Enabling HTTPS
- Data Collector
- Enable HTTPS for Data Collector to secure the communication to the REST API and to use the Data Collector as an authoring Data Collector in Control Hub.
- Pipeline stages that connect to external systems
- During pipeline development, developers can enable specific stages to use SSL/TLS to secure the communication with an external system. For example, if designing a pipeline that writes to a Cassandra cluster enabled for HTTPS, the developer must configure the Cassandra destination to use SSL/TLS to connect to Cassandra.
By default, Data Collector uses the HTTP protocol. StreamSets recommends using HTTPS in a production environment. HTTPS requires SSL/TLS certificates.
Prerequisites
Before you enable HTTPS for Data Collector, complete the following requirements:
- Obtain access to OpenSSL and Java keytool
- If you do not have keystore files that include SSL/TLS certificates signed by a
certificate authority (CA), you can request certificates and create the keystore
files using the following tools:
- OpenSSL - Use OpenSSL to create a Certificate Signing Request (CSR) that you send to the CA of your choice, as well as to create the keystore files. For more information, see the OpenSSL documentation.
- Java keytool - You can also use Java keytool to create a CSR and to create keystore files. Java keytool is part of the Java Development Kit (JDK). For more information, see the keytool documentation.
- Generate SSL/TLS certificate and private key pairs signed by a certificate authority (CA)

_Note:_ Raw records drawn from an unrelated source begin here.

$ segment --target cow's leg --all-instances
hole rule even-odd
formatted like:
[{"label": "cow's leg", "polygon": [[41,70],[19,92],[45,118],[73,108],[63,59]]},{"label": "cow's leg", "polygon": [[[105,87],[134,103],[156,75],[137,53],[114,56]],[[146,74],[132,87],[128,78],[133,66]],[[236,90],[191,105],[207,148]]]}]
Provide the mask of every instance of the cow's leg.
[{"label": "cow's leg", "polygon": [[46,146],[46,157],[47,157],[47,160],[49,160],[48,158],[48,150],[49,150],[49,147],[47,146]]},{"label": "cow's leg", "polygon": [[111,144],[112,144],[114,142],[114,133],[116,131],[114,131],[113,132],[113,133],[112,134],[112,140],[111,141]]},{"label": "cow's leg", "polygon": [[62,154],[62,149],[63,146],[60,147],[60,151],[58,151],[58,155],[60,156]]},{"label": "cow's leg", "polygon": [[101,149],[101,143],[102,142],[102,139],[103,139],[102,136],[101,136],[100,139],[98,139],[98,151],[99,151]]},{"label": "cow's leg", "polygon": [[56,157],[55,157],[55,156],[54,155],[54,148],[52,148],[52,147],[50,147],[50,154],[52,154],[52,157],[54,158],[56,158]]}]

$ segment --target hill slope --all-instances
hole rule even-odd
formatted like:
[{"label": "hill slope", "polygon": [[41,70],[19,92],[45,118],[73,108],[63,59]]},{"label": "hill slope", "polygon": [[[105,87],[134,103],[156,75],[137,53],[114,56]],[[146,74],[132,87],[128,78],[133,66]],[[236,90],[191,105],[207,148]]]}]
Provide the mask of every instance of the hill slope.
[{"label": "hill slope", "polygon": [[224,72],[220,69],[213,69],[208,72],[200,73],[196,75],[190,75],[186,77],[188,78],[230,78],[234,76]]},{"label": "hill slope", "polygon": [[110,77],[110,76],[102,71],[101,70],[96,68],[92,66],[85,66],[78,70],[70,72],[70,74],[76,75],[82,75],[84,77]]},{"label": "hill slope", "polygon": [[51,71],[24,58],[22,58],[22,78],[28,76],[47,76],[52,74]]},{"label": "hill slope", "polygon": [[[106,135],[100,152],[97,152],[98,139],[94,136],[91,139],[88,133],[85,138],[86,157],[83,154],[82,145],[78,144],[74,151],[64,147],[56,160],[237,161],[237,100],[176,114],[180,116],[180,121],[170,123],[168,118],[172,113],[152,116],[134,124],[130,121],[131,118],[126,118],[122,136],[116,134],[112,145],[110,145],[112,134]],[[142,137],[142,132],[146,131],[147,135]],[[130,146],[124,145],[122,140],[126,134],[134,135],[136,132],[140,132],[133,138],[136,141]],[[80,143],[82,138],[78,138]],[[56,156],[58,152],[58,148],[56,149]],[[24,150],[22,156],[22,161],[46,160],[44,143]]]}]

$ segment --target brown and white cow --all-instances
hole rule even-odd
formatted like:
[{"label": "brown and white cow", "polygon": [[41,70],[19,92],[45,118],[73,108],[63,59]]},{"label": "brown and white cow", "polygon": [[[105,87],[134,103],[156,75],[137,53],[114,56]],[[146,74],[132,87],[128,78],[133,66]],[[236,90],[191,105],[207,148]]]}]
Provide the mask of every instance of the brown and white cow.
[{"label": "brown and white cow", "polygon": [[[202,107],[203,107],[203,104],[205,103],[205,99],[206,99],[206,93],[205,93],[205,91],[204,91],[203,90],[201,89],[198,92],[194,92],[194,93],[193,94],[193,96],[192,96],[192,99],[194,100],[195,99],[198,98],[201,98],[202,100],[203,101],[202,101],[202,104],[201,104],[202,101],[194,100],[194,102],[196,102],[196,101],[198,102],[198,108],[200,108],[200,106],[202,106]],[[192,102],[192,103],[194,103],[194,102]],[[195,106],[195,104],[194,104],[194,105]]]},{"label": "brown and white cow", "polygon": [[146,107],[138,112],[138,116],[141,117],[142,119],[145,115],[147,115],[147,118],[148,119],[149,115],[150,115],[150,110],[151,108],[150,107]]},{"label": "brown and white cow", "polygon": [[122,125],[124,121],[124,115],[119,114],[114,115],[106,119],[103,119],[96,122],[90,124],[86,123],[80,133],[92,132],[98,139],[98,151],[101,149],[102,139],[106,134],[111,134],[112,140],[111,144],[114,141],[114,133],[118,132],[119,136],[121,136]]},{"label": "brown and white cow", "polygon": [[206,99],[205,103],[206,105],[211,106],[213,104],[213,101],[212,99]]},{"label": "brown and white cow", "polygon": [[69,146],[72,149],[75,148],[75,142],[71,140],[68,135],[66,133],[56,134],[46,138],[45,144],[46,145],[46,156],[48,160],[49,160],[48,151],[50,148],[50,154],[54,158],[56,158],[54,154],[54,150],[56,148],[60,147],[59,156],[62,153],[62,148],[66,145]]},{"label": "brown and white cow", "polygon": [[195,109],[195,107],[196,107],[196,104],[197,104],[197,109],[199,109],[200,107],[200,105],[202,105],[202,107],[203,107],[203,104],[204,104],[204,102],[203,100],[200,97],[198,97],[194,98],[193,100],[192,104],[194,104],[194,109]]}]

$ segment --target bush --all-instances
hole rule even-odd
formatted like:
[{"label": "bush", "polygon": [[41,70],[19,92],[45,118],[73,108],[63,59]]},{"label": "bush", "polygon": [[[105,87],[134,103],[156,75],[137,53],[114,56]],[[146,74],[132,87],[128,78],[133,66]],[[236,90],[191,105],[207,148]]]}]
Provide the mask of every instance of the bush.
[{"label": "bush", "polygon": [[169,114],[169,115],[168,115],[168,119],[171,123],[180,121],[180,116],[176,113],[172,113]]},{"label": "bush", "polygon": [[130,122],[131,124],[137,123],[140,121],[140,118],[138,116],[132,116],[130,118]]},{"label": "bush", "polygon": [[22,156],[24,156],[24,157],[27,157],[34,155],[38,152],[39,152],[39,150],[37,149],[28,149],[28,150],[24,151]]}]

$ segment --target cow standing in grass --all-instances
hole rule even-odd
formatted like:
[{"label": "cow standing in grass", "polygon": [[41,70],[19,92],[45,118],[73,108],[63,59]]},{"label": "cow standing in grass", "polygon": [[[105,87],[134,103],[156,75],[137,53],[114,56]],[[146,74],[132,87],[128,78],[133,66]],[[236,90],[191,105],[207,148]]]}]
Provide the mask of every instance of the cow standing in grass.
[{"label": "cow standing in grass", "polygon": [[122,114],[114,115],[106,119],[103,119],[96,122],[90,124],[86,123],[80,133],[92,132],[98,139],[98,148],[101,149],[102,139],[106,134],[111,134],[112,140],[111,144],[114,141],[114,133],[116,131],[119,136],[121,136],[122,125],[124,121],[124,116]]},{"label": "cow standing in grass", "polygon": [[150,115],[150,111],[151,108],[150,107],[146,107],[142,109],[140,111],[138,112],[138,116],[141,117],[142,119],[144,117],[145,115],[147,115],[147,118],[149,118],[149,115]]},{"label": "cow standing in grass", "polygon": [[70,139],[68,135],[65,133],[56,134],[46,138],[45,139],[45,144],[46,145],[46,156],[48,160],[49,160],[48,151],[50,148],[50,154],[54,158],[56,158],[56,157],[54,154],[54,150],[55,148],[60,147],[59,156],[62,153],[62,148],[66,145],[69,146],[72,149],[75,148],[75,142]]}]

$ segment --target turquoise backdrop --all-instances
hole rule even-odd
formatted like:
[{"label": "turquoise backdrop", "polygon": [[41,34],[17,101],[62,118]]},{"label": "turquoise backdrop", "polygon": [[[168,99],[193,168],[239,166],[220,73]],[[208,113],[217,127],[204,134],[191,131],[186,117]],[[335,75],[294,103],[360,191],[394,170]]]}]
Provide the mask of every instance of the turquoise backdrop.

- To enable HTTPS for Data Collector, generate a single private key and public certificate pair for Data Collector. Data Collector provides a self-signed certificate that you can use. However, web browsers generally issue a warning for self-signed certificates. StreamSets strongly recommends that you generate a key and certificate pair signed by a CA.
Step 1. Create Keystore Files
Create a keystore file that includes each private key and public certificate pair signed by the CA. A keystore is used to verify the identity of the client upon a request from an SSL/TLS server.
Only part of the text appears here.